In an interview in the July issue of Esquire, the reclusive record mogul, arrested in the wake of the Clarkson shooting on suspicion of her murder, declares his innocence. And blames the victim.
He also nightclub crawls in Manhattan with his interviewer, gripes about attorney fees and jokes about blowing out the brains of David Letterman bandleader Paul Schaffer.
"There is no case," Spector says of the Clarkson death in the magazine, due out next week. "I didn't do anything wrong--I didn't do anything. I called the police myself. I called the police. This is not Bobby Blake.
"She killed herself."
Spector, 62, who helped score the 1960s with "Be My Baby," "He's a Rebel," "Then He Kissed Me" and dozens more pop standards all adhering to his signature "Wall of Sound" production style, was arrested in the early morning hours of February 3, after police responded to a call of shots fired at his castle-style estate in Alhambra, California.
Found dead in Spector's foyer, lying in a pool of blood, was the 40-year-old Clarkson, a cult favorite for her sword-wielding expertise in the Roger Corman-produced Barbarian Queen flicks.
Spector is free on $1 million bail.
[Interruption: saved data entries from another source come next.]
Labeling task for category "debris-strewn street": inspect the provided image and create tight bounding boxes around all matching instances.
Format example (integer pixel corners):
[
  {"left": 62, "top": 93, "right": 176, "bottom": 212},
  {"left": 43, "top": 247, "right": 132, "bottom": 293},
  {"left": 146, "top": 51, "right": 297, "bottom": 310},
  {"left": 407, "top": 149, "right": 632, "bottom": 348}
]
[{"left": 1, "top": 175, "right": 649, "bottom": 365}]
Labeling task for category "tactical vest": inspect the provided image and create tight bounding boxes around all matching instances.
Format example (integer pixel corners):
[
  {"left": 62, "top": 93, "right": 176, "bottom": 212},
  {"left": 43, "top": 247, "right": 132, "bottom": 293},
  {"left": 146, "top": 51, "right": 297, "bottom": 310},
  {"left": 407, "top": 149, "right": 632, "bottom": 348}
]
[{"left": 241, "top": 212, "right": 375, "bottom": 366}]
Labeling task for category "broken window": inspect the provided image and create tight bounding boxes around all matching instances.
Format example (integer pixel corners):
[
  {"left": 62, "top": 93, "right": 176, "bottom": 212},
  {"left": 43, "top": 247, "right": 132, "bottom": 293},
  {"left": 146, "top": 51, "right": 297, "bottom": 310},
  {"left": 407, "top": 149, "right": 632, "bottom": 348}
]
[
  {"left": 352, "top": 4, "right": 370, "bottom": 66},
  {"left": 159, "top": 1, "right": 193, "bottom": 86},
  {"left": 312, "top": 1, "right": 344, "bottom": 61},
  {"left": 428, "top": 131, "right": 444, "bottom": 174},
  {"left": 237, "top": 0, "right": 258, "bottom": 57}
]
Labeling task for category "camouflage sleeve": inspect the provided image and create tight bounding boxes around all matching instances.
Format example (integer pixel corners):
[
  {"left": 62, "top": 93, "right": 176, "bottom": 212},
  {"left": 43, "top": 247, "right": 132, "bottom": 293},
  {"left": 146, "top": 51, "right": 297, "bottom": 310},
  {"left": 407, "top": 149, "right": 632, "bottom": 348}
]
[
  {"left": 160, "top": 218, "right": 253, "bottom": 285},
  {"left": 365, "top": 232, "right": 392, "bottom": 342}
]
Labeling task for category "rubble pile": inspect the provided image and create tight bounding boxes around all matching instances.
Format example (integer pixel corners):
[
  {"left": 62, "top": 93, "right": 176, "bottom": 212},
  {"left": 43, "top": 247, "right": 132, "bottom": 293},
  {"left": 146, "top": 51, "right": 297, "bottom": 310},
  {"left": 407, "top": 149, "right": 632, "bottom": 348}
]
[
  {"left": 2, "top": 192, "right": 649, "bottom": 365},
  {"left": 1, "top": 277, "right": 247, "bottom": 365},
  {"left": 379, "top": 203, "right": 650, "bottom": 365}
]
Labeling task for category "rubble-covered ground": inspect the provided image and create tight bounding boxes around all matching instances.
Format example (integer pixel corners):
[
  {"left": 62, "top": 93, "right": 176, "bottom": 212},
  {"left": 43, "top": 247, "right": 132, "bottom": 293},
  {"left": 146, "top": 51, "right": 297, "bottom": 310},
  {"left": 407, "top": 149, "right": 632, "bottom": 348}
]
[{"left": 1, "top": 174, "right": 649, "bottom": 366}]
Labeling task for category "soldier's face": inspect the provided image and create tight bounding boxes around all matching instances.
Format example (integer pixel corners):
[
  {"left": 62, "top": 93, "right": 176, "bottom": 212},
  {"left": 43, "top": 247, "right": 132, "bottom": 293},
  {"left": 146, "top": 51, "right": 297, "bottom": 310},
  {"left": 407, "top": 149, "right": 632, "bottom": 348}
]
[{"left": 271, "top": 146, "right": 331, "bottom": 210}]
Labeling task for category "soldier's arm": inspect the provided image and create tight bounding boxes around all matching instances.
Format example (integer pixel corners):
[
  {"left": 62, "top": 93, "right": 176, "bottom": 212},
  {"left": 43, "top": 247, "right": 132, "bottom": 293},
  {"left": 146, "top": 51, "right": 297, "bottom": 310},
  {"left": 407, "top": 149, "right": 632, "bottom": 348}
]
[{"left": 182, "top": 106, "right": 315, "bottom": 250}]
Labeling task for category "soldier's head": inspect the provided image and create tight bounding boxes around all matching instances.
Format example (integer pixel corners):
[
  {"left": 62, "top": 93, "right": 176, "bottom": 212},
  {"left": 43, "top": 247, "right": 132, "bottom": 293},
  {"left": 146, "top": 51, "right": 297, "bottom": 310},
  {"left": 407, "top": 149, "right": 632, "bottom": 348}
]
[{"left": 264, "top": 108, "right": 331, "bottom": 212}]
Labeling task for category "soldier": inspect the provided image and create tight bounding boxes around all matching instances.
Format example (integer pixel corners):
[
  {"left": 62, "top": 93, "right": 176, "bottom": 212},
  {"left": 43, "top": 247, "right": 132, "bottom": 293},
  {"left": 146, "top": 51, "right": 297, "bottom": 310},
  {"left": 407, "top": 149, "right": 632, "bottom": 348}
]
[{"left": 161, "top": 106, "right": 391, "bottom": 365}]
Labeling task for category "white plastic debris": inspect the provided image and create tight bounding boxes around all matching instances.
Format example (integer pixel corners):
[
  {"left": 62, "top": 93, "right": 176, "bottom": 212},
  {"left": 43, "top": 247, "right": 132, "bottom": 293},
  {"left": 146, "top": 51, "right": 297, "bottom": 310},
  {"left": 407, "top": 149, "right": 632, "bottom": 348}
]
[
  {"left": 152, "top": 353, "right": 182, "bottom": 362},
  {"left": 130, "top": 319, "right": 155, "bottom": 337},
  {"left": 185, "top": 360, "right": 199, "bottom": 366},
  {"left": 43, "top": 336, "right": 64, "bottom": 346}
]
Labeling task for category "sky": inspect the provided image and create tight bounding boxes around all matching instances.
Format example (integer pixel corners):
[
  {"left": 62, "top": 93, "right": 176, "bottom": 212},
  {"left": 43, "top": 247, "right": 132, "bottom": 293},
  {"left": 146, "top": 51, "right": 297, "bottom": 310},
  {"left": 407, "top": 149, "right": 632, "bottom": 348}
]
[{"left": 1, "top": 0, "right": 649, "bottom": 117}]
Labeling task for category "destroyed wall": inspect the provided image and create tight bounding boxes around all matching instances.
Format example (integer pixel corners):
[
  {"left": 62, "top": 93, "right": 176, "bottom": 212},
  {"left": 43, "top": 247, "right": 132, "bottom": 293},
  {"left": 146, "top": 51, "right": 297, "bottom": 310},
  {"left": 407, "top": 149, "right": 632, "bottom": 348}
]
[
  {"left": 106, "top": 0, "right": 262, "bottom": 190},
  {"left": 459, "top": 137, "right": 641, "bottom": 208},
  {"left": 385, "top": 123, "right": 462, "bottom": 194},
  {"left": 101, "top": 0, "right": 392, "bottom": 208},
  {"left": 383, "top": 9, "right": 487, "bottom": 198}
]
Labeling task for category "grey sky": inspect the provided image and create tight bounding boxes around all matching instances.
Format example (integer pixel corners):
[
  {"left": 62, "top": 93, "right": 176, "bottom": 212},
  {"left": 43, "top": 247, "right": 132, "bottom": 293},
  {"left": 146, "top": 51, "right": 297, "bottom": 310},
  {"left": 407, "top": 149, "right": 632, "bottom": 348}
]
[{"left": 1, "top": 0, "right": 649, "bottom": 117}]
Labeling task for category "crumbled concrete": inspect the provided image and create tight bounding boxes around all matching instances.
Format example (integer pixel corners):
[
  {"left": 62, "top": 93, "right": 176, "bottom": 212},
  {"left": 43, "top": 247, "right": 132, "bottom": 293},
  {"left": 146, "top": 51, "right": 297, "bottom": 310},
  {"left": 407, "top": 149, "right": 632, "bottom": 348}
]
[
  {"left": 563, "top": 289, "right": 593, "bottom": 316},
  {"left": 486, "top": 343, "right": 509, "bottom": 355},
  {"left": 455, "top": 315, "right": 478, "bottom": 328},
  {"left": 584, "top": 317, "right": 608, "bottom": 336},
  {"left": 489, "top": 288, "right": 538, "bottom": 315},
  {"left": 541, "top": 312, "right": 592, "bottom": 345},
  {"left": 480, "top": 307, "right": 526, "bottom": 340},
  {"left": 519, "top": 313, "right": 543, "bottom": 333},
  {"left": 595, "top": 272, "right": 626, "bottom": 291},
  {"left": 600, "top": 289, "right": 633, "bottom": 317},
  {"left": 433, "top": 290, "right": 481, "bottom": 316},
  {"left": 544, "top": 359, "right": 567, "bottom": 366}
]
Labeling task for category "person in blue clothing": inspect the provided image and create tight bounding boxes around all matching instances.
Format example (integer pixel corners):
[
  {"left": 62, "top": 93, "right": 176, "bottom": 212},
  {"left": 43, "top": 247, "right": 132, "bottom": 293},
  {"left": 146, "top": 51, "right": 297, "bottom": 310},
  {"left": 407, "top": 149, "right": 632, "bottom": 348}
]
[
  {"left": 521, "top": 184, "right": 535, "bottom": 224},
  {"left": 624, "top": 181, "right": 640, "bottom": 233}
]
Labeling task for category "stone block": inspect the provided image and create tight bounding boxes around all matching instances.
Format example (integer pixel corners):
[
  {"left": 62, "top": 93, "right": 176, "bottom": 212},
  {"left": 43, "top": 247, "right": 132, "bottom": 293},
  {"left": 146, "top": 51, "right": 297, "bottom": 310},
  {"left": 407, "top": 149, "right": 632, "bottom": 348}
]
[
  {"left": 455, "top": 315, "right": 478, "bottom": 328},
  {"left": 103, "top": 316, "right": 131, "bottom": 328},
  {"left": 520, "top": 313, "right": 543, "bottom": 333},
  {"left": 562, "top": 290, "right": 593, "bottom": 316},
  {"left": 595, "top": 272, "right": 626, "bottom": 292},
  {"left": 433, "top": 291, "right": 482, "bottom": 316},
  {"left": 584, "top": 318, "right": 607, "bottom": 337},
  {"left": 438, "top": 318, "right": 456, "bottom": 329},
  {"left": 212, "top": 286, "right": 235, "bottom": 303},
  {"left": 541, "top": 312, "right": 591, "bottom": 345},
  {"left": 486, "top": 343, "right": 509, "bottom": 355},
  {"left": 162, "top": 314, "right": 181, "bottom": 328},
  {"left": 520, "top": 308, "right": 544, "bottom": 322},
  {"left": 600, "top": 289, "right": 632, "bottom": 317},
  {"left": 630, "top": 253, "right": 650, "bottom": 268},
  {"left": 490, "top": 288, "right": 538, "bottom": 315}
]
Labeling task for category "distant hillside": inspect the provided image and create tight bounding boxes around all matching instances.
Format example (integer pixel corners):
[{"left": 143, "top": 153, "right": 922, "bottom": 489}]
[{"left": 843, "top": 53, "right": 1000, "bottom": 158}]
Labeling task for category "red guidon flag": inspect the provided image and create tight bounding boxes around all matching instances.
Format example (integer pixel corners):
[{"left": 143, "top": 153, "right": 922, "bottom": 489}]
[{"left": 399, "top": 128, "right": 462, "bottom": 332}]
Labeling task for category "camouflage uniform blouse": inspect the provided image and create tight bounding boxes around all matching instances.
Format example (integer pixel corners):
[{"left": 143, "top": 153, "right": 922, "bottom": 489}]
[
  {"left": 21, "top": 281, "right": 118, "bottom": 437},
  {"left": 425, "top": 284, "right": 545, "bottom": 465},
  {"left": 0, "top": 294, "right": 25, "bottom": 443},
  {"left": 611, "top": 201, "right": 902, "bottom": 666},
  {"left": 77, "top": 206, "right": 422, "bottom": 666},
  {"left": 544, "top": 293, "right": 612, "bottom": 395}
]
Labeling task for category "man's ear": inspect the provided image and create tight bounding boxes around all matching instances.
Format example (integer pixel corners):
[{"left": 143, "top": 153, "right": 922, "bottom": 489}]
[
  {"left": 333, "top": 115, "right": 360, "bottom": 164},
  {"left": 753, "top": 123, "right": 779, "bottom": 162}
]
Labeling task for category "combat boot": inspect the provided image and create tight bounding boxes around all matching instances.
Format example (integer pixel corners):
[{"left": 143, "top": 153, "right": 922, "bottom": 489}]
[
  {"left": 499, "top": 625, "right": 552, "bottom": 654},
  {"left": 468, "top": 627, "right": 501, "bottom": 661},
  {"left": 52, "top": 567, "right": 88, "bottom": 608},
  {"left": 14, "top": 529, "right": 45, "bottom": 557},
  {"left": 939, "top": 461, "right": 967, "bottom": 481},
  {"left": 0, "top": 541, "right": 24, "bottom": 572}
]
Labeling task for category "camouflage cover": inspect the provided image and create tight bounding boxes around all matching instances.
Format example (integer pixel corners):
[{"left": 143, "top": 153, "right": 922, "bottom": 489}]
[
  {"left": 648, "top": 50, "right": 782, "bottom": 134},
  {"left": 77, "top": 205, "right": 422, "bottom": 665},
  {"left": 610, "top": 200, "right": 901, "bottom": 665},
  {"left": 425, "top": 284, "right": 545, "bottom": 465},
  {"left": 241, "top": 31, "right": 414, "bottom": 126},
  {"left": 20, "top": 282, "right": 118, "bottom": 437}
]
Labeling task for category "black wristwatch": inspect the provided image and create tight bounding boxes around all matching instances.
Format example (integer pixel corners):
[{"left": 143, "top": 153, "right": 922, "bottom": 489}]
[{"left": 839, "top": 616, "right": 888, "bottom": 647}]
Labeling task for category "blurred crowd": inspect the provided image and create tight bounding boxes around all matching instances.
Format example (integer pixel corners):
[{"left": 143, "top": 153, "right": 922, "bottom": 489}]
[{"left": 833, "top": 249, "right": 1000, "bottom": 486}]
No charges have been filed.
Investigators have been mum about details of the case, other than to discount Spector's suicide theory, previously floated by the producer in an email sent to friends in March.
"If we had come to a conclusion as monumental as suicide, we would have a duty to say so publicly. We believe a crime occurred," Captain Frank Merriman of the Los Angeles County Sheriff's Department previously told the Los Angeles Times.
Spector also believes a crime occurred. Except in his mind, he's the wronged party.
"It's Anatomy of a Frame-Up," he says in Esquire.
It's not clear whom Spector thinks is framing him. To Spector, it's not clear why Clarkson, as he puts it, "kissed the gun."
"I have no idea why [she killed herself]--never knew her, never even saw her before that night...I have no idea who she was or what her agenda was...[D]on't know where or how she got the gun."
Spector, however, is no stranger to weaponry. He's been known to be a gun collector. (He tells Esquire police confiscated his arms, as well as his computers.) And he has been accused of being a gun waver. The late Ramones bassist Dee Dee Ramone said the music legend pulled one on the band during the 1980 sessions for their End of the Century album, produced by Spector.
According to Spector, he was on his best behavior the night of the Clarkson shooting.
He met the actress at the House of Blues, the West Hollywood nightclub where Clarkson had recently taken a full-time job as a hostess.
"I was not drunk," Spector tells Esquire. "I wasn't drunk at all."
It was Clarkson who was out of control, the producer says.
"She asked me for [a] ride home," he says in the magazine. "Then she wanted to see the castle. She was loud--she was loud and drunk even before we left the House of Blues. She grabbed a bottle of tequila from the bar to take with her."
Clarkson's House of Blues coworkers earlier told the L.A. Times it was Spector who was imbibing at the club.
In the Esquire interview, conducted in April, in part, on a chartered Gulfstream jet, Spector takes aim at his own attorney--Robert Shapiro, a member of O.J. Simpson's so-called "Dream Team" defense.
Spector complains of Shapiro billing him for a case in which he is obviously innocent.
"When Robert came in, as a courtesy, as a favor, he shoulda gotten me outta jail," Spector tells the mag. "As a courtesy--not for seven figures."
It was not known if Shapiro is continuing to serve as Spector's attorney. A call to his office Wednesday was not returned. A call seeking comment from the attorney representing Lana Clarkson's family also was not returned.
In the interview, Spector also rails at Nancy Sinatra, whom Esquire says he has referred to as his fiancée.
"You know what she told me?" Spector tells the mag. "She says, 'My mother told me, 'Omigod--Nancy, it could've been you.' "
The Esquire profile takes a morbid turn when writer Scott Raab recounts an evening out with Spector and Paul Schaffer at a Big Apple blues club. When Schaffer is invited to play onstage with the band, Spector jokes that his friend doesn't know the song. When Schaffer catches up with the other musicians, Spector strikes an indignant pose.
"He rehearsed it!" Spector shouts, per Raab. "The bastard rehearsed! I'll blow his brains out!"
Spector is quickly reprimanded by his assistant, Michelle Blaine, Raab writes.
"Phillip!" Blaine yells. "You can't say those things anymore."